The same day the Conawapa study was announced, the Manitoba government and Manitoba Hydro announced that they had signed agreements-in-principle with the Cross Lake and Norway House First Nations. The agreements provide for a total of $17 million in funding in compensation for what the Doer government describes as "impacts related to past hydroelectric developments."

In the 1970s, the federal and provincial governments funded Manitoba Hydro's massive re-engineering of the Churchill and Nelson rivers. Under that project, which was also touted as a panacea for the provincial economy, 85 percent of the natural river flow of the Churchill River was diverted into the Nelson River. The additional water pumped into the Nelson River was used to power a series of dams built along the Nelson in the late 1960s. The environmental impact was devastating.

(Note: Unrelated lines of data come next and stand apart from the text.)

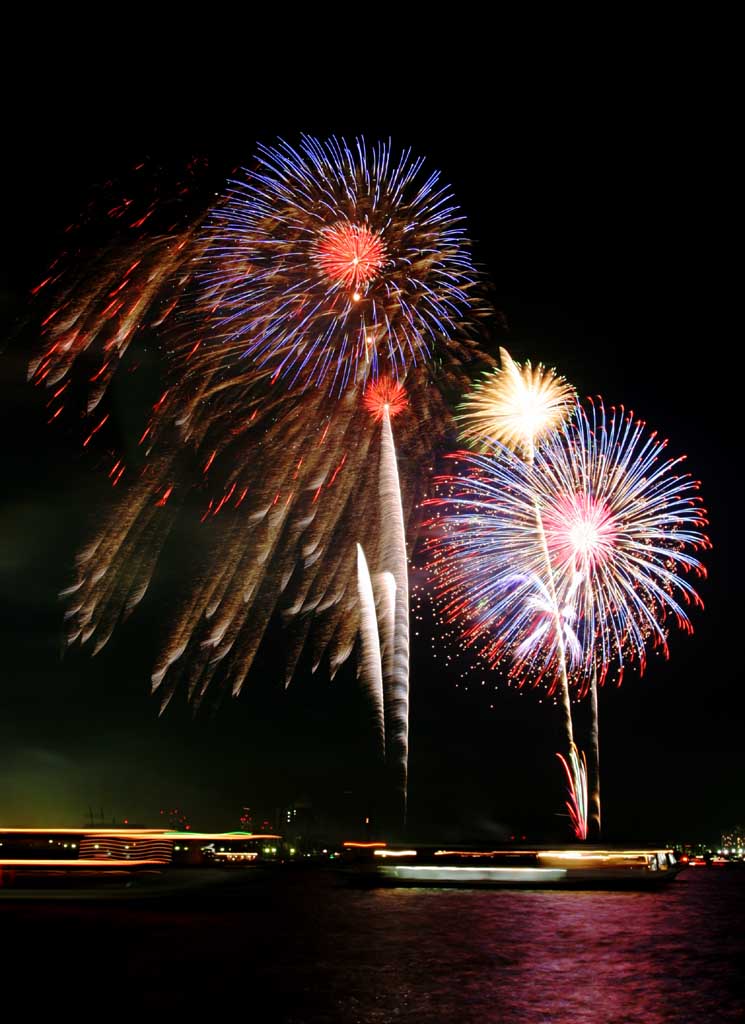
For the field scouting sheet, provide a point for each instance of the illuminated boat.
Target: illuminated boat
(541, 868)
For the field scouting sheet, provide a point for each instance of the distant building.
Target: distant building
(734, 839)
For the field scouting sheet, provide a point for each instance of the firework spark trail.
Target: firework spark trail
(596, 820)
(520, 407)
(369, 668)
(392, 558)
(329, 266)
(333, 262)
(575, 768)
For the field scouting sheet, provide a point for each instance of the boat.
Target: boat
(538, 867)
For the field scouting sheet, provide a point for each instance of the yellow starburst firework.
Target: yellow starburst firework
(515, 404)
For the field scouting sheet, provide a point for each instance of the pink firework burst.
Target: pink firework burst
(580, 530)
(351, 254)
(385, 393)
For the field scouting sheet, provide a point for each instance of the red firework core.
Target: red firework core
(385, 394)
(350, 254)
(579, 529)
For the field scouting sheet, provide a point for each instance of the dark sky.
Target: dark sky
(600, 212)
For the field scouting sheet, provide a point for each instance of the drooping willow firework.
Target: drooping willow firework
(622, 529)
(330, 265)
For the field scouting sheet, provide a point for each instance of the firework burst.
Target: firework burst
(331, 264)
(335, 261)
(515, 406)
(621, 528)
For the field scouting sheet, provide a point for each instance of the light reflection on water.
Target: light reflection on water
(307, 949)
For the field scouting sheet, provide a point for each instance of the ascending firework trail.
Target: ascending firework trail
(320, 270)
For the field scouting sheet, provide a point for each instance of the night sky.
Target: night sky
(601, 223)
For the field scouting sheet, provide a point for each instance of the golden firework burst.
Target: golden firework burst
(516, 406)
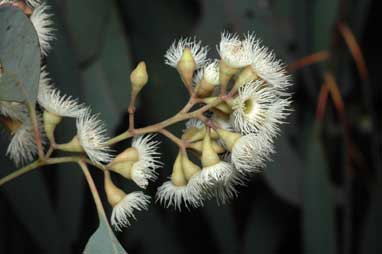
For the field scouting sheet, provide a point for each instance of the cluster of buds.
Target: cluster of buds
(242, 98)
(247, 91)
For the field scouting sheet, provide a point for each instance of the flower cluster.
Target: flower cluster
(236, 138)
(241, 100)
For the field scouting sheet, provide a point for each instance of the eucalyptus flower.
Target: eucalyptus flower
(42, 22)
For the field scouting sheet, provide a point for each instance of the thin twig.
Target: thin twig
(173, 138)
(308, 60)
(355, 49)
(33, 116)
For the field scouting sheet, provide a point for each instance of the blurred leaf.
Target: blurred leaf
(3, 229)
(263, 231)
(149, 234)
(19, 56)
(103, 241)
(370, 242)
(102, 49)
(63, 67)
(9, 89)
(224, 232)
(318, 206)
(284, 172)
(86, 21)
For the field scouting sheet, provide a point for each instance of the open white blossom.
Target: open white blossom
(258, 108)
(42, 22)
(91, 133)
(266, 65)
(174, 53)
(143, 170)
(124, 210)
(22, 147)
(51, 99)
(235, 52)
(171, 195)
(215, 173)
(250, 153)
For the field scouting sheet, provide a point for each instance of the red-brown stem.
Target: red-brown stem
(173, 138)
(37, 134)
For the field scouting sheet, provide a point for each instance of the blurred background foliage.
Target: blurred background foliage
(320, 194)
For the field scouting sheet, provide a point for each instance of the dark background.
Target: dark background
(320, 194)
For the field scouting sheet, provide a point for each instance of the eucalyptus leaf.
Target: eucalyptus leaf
(103, 241)
(19, 56)
(63, 68)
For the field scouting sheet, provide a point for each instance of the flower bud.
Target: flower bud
(209, 156)
(51, 121)
(204, 88)
(194, 134)
(11, 124)
(226, 72)
(113, 193)
(177, 176)
(198, 146)
(189, 168)
(139, 78)
(123, 162)
(229, 138)
(186, 67)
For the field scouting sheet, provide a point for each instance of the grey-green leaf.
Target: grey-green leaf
(19, 56)
(103, 241)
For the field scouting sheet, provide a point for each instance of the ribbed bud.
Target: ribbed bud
(198, 146)
(113, 193)
(226, 72)
(139, 78)
(177, 176)
(209, 156)
(229, 138)
(189, 168)
(186, 67)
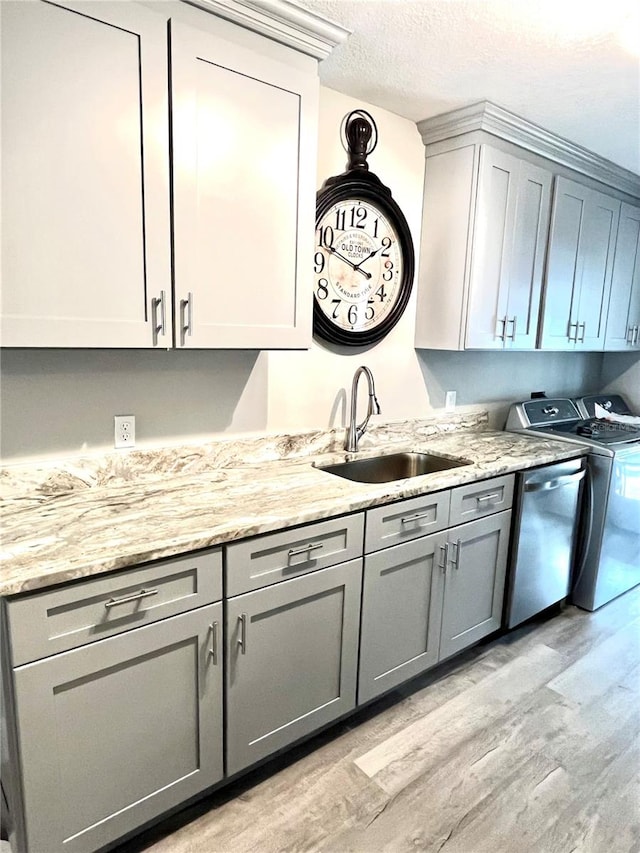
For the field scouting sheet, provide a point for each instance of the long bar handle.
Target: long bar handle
(159, 314)
(502, 334)
(556, 483)
(407, 519)
(305, 549)
(213, 651)
(242, 635)
(455, 560)
(144, 593)
(186, 310)
(492, 496)
(445, 557)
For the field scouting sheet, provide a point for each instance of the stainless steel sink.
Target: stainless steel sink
(395, 466)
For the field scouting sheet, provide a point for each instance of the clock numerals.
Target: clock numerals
(381, 293)
(326, 236)
(323, 288)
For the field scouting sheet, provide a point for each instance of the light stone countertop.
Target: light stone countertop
(78, 518)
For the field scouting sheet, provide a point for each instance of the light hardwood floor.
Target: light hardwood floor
(530, 742)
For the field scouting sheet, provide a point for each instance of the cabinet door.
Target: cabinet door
(85, 226)
(597, 251)
(474, 582)
(579, 267)
(512, 216)
(623, 321)
(292, 652)
(116, 732)
(244, 132)
(401, 613)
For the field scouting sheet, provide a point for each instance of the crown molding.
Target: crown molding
(281, 20)
(493, 119)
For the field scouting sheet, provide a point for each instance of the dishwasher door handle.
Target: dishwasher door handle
(555, 483)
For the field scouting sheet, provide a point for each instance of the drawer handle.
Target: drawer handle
(455, 560)
(493, 496)
(242, 633)
(213, 651)
(295, 552)
(144, 593)
(409, 518)
(444, 549)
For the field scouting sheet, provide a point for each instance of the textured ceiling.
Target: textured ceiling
(570, 66)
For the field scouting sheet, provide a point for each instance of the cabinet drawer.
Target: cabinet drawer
(406, 520)
(263, 560)
(479, 499)
(54, 621)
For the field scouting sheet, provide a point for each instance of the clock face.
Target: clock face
(359, 272)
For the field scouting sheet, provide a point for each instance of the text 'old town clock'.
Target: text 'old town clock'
(364, 258)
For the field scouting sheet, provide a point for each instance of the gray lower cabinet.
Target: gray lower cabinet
(401, 614)
(474, 582)
(292, 656)
(429, 598)
(114, 733)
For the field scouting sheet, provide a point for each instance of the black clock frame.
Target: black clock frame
(364, 185)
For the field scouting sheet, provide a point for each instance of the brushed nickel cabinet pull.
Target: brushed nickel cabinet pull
(305, 549)
(501, 334)
(213, 651)
(144, 593)
(242, 634)
(186, 311)
(159, 315)
(444, 554)
(407, 519)
(456, 556)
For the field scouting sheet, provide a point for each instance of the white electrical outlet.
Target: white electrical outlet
(124, 430)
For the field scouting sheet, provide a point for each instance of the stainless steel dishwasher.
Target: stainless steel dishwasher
(544, 538)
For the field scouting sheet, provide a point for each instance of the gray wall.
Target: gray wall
(63, 401)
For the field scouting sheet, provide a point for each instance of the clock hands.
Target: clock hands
(347, 261)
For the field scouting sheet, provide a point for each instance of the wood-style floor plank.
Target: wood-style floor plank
(527, 744)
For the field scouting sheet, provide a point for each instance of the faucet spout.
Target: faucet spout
(356, 431)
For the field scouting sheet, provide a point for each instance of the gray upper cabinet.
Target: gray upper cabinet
(579, 267)
(485, 223)
(123, 228)
(474, 582)
(85, 225)
(292, 657)
(401, 614)
(114, 733)
(623, 321)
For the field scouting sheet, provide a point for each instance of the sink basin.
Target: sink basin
(395, 466)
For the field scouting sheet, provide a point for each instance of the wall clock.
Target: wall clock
(364, 257)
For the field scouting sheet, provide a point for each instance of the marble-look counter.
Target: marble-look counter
(74, 518)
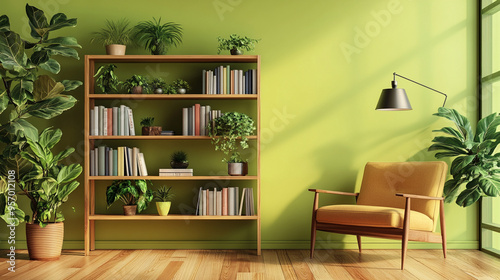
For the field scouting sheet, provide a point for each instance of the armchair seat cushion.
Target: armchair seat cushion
(372, 216)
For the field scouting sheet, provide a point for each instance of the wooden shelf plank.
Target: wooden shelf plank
(157, 137)
(175, 178)
(169, 217)
(173, 58)
(173, 96)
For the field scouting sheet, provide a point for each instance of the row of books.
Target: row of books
(225, 202)
(196, 118)
(121, 161)
(112, 121)
(223, 80)
(175, 172)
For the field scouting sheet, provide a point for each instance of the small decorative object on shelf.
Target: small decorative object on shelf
(235, 44)
(157, 38)
(115, 36)
(164, 200)
(107, 80)
(135, 194)
(179, 160)
(226, 131)
(159, 86)
(148, 128)
(137, 84)
(180, 86)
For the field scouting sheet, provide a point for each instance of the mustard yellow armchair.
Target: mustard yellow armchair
(398, 200)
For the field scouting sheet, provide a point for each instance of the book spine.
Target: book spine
(203, 114)
(114, 112)
(91, 126)
(115, 162)
(203, 80)
(131, 122)
(102, 160)
(185, 119)
(224, 202)
(122, 120)
(197, 119)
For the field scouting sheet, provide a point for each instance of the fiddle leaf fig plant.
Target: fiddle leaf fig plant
(229, 130)
(475, 164)
(26, 93)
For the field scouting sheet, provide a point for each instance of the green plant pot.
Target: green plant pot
(237, 169)
(163, 207)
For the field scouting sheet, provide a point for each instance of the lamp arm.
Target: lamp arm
(445, 96)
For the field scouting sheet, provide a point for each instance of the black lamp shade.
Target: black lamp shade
(393, 99)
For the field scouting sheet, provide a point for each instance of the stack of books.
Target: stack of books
(121, 161)
(225, 202)
(196, 118)
(223, 80)
(112, 121)
(176, 172)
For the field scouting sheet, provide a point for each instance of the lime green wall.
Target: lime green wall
(324, 64)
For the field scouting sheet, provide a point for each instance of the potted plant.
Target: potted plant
(475, 164)
(115, 36)
(137, 84)
(26, 155)
(148, 128)
(164, 200)
(179, 160)
(157, 38)
(235, 44)
(159, 86)
(180, 86)
(226, 131)
(107, 80)
(135, 194)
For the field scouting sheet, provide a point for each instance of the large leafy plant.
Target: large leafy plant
(476, 165)
(229, 129)
(130, 192)
(25, 93)
(157, 37)
(49, 183)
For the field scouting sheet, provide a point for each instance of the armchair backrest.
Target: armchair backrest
(382, 180)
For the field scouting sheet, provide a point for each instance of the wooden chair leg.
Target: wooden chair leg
(443, 227)
(406, 229)
(359, 242)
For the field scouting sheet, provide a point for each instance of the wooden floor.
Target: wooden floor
(241, 264)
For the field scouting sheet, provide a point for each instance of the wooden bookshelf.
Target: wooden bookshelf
(92, 98)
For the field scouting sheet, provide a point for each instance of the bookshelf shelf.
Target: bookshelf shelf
(169, 217)
(250, 102)
(159, 137)
(173, 96)
(174, 178)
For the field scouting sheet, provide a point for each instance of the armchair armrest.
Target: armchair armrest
(333, 192)
(406, 195)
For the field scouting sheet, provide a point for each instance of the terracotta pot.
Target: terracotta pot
(237, 168)
(136, 90)
(151, 130)
(45, 244)
(115, 49)
(179, 165)
(163, 207)
(129, 210)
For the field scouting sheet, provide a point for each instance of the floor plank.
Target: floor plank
(243, 264)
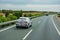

"Huge tracts of land were flooded and thousands of acres of forests died, resulting in debris scattered for hundreds of miles along the shorelines and floating throughout the waterways. Fluctuating levels of the reservoirs and rivers have resulted in hundreds of miles of eroded shore banks, sedimentation problems, and a sever degradation of water quality. Natural habitat has been severely altered, reducing waterfowl, wildlife and fish populations." ("Ecological Effects Can't Be Ignored", by Steve Hoffman)

The impact of this devastation on the Aboriginal peoples of the north was severe and has been well documented by both government and non-government sources.

One of the most recent and most damning reports was prepared by Manitoba's Interchurch Council, which organized and funded its own inquiry into northern Hydro Development in 2001. Its report notes: "It is a tragic irony that the same region that supplies Manitoba with billions of dollars of wealth is also home to Aboriginal peoples caught in a quagmire of poverty and social problems." The unemployment rate in some communities is over 80 percent, with suicide rates over ten times the national average. Alcoholism is also rampant. The environmental destruction, the report notes, destroyed the land-base which had sustained Aboriginal communities for generations, "cutting to the very heart of their existence."

While environmental impact studies are expected for Conawapa and other projects, government officials are already speaking as if the project is a fait accompli, providing timelines for the mass export of Manitoba's hydroelectric power.